FSGI Minta Pengawasan Politisasi Sekolah Saat Pilkada Ditingkatkan

  • Bagikan

JAKARTA – Calon kepala daerah yang mengikuti Pemilihan Kepala Daerah (Pilkada) diprediksi bakal menyasar pemilih pemula di sekolah. Siswa yang menjadi pemilih pemula ini pun berpotensi menjadi target atau sasaran empuk untuk digerakkan saat kampanye.

Sekjen Federasi Serikat Guru Indonesia (FSGI), Heru Purnomo mengatakan, mulai banyak permintaan dari jajaran dinas pendidikan di sejumlah daerah yang meminta data nomor telepon seluler siswa maupun alumni SMA/SMK yang bakal menjadi pemilih pemula di Pilkada yang akan digelar akhir tahun mendatang ini. Untuk itu Heru meminta adanya pengawasan terhadap potensi praktik politisasi sekolah saat Pilkada ditingkatkan.

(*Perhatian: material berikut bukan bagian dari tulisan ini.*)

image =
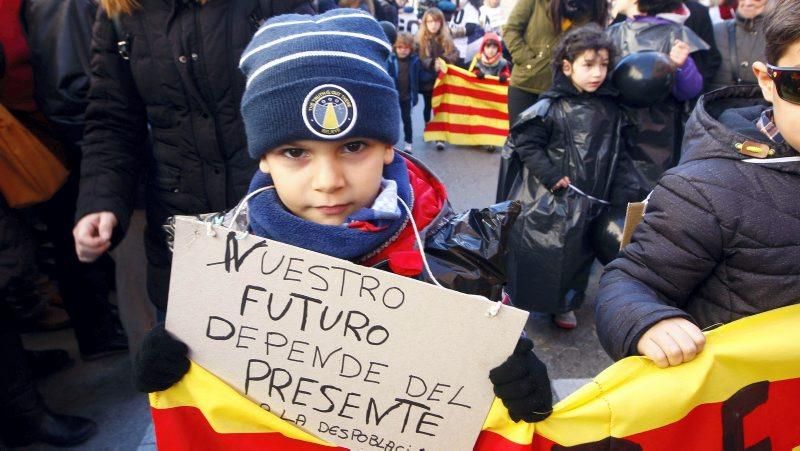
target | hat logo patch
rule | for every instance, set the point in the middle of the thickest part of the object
(329, 111)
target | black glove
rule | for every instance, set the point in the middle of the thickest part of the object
(521, 382)
(161, 361)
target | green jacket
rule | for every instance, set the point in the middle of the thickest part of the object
(529, 36)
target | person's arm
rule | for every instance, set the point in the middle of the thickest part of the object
(514, 30)
(530, 143)
(688, 81)
(114, 138)
(674, 249)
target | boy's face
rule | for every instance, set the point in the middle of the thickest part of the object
(433, 25)
(786, 114)
(588, 71)
(326, 181)
(402, 50)
(490, 49)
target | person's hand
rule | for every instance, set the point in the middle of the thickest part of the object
(671, 342)
(679, 53)
(521, 382)
(161, 362)
(93, 235)
(561, 184)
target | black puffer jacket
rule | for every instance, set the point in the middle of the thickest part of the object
(721, 236)
(183, 83)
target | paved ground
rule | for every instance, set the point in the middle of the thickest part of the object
(101, 390)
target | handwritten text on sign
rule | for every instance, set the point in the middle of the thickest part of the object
(357, 356)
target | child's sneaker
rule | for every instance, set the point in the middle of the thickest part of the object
(566, 320)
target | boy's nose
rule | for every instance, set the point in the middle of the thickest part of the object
(328, 176)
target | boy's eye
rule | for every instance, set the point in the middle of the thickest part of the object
(293, 153)
(354, 146)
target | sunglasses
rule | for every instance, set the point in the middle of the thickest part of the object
(787, 82)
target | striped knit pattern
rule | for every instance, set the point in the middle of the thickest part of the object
(318, 77)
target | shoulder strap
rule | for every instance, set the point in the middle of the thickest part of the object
(123, 40)
(733, 53)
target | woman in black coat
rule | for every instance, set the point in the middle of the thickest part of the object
(167, 71)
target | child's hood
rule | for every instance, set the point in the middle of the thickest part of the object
(724, 121)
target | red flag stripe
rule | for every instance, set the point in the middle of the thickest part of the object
(462, 128)
(471, 111)
(186, 429)
(474, 93)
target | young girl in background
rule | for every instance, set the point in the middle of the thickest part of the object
(567, 141)
(434, 42)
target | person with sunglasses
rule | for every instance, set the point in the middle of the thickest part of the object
(720, 239)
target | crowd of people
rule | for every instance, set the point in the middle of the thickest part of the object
(158, 112)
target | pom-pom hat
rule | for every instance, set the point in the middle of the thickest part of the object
(318, 77)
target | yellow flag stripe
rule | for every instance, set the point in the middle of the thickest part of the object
(634, 396)
(226, 410)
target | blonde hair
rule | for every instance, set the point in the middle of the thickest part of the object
(119, 7)
(442, 37)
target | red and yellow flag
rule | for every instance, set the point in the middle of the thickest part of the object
(740, 392)
(468, 111)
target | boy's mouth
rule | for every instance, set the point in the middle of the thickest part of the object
(332, 210)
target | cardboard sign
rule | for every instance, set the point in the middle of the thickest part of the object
(351, 354)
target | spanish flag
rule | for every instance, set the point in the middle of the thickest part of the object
(468, 111)
(741, 392)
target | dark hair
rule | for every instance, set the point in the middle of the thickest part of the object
(579, 12)
(578, 40)
(653, 7)
(781, 28)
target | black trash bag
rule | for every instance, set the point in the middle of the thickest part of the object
(510, 177)
(550, 250)
(467, 253)
(607, 233)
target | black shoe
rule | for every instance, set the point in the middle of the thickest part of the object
(47, 427)
(117, 343)
(49, 361)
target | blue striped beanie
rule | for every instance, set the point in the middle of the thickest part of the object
(318, 77)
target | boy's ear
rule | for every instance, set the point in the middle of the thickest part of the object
(388, 154)
(764, 81)
(263, 165)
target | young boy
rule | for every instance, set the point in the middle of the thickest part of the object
(721, 236)
(321, 114)
(489, 60)
(567, 142)
(404, 68)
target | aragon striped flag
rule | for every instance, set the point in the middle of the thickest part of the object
(741, 392)
(468, 111)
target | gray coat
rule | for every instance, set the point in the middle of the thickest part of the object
(736, 67)
(721, 237)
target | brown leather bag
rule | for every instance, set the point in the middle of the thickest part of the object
(29, 172)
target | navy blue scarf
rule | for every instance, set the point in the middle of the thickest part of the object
(270, 219)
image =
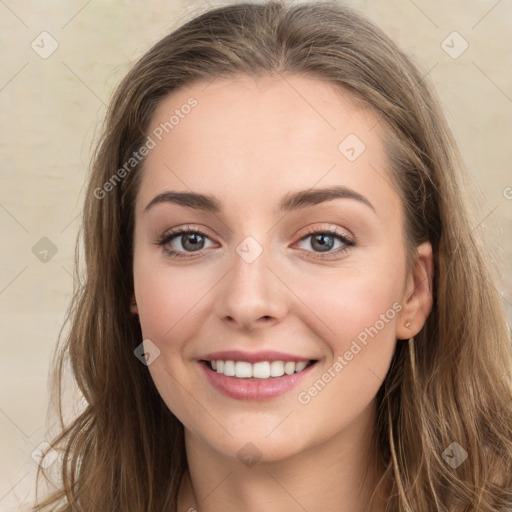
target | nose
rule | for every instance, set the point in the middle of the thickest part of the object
(252, 296)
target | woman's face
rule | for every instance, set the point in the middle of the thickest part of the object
(300, 258)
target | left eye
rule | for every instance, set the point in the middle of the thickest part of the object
(325, 241)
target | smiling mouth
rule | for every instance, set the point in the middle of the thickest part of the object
(257, 371)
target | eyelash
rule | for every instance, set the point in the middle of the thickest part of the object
(174, 233)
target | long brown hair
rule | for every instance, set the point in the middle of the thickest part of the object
(451, 383)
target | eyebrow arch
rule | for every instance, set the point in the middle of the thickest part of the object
(291, 201)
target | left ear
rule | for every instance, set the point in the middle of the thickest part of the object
(418, 296)
(133, 305)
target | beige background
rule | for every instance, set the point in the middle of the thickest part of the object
(51, 111)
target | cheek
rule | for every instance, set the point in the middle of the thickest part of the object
(167, 298)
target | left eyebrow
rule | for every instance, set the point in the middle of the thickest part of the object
(291, 201)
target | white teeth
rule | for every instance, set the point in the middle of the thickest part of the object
(243, 369)
(260, 370)
(276, 368)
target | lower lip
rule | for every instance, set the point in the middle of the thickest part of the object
(253, 389)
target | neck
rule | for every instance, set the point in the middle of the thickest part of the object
(340, 473)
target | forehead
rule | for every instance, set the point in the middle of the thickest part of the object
(268, 134)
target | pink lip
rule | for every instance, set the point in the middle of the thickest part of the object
(253, 357)
(253, 389)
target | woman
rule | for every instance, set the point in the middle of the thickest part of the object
(285, 305)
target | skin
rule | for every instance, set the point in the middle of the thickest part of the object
(249, 142)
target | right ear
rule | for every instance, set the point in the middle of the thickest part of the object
(133, 305)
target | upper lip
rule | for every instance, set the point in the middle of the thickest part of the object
(253, 357)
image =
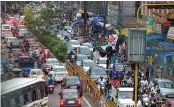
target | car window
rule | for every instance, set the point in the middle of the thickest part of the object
(166, 85)
(59, 69)
(101, 61)
(72, 81)
(125, 94)
(88, 64)
(70, 95)
(98, 72)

“FSGI mendapatkan laporan adanya perintah pencatatan nomor HP alumni di jenjang pendidikan SMA dan SMK untuk diserahkan pada calon kepala daerah. Padahal perintah ini tidak ada kaitannya dengan kewajiban Pejabat Pembina Kepegawaian (PPK) dalam mencerdaskan kehidupan bangsa,” kata Heru dalam keterangannya, Senin, (14/9/20)

Terlebih lagi jika ada pasangan calon yang menjadikan guru sebagai alat kampanye untuk menggaet siswa. “Banyak pendidik akhirnya menggunakan sekolah untuk meraih suara para siswa yang menjadi pemilih pemula,” ujar Heru.

Terlebih di saat yang bersamaan, pihak sekolah juga tengah meminta nomor handphone siswa untuk pendataan subsidi kuota. Bisa saja nomor yang dimintakan ini nantinya juga disalahgunakan, yakni turut diserahkan kepada tim kampanye kepala daerah untuk kepentingan kampanye.

“Pemilih pemula adalah target bagi banyak calon kepala daerah karena jumlahnya hampir 30 persen dari total pemilih. Oleh karena itu, patut diduga, permintaan tersebut ada kaitannya dengan kepentingan pribadi calon tertentu yang ingin terpilih kembali,” sambung Heru.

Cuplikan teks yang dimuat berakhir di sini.